What does race have to do with international law? This course will delve into historical and contemporary debates and discussions about the ways in which ideas about race have contributed to international law and politics - and vice versa. We will begin by asking what these ideas are. What do race or racism mean when it comes to law? We will study the construction of the international order through practices of slavery, colonialism, and settler colonialism. We will discuss each of these as systems of legalized dispossession and subordination. We will think about how they relate to, produced, and grew out of specific ideas about race. We will use them to reflect on the question of the "color line" that sociologist W.E.B. du Bois identified in 1900 as the central problem of the coming century.
If international law and the international order were formed in part in the crucible of these projects of dispossession, what does that mean for law and social justice projects? We'll look at the ways that human rights and international justice grapple with racial discrimination and apartheid and we'll analyze ongoing struggles over reparations for the injustices we studied in the first part of the semester. Are contemporary states and governments responsible legally for what their predecessors did? Are reparations for colonialism a good idea? What about for slavery? In the final part of the semester, we will look to recent developments in both scholarship and advocacy. More and more scholars are turning a critical gaze to their own disciplines, prompting questions about how race has been an invisible and unspoken force in international law and international relations. We'll look at how some scholars are attempting to change and what it means for these fields. Finally, we'll examine Black Lives Matter as a social movement mobilizing many different discourses and ideas, including law and human rights, to fight for equity. We will discuss how technology and social media have played a role in amplifying voices as well as the limitations of these forms of political organizing. We will ask what transnational solidarity means in antiracist political movements and how it has been put into practice in different ways.

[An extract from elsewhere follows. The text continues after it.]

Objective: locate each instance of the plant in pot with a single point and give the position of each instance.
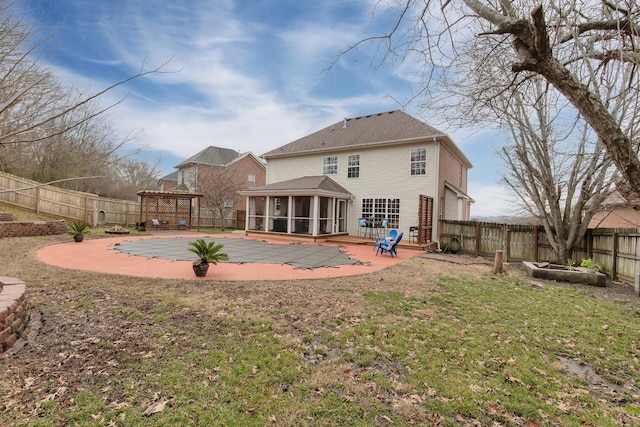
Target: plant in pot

Throughout the course, we will endeavor to attend to intersectionality, particularly with regard to gender and class, as a central aspect of struggles against racism. The class is an opportunity to question our own assumptions and preconceptions about international law and politics. These are difficult, weighty issues about which many people remain unresolved. This course is an exercise not only in active learning, legal reasoning, and critical thinking but in respectful dialogue and exchange.
Miller, Zinaida Ph.D., "Global Color Lines? Race and Racism in International Law and Politics" (2022). Diplomacy Syllabi. 711.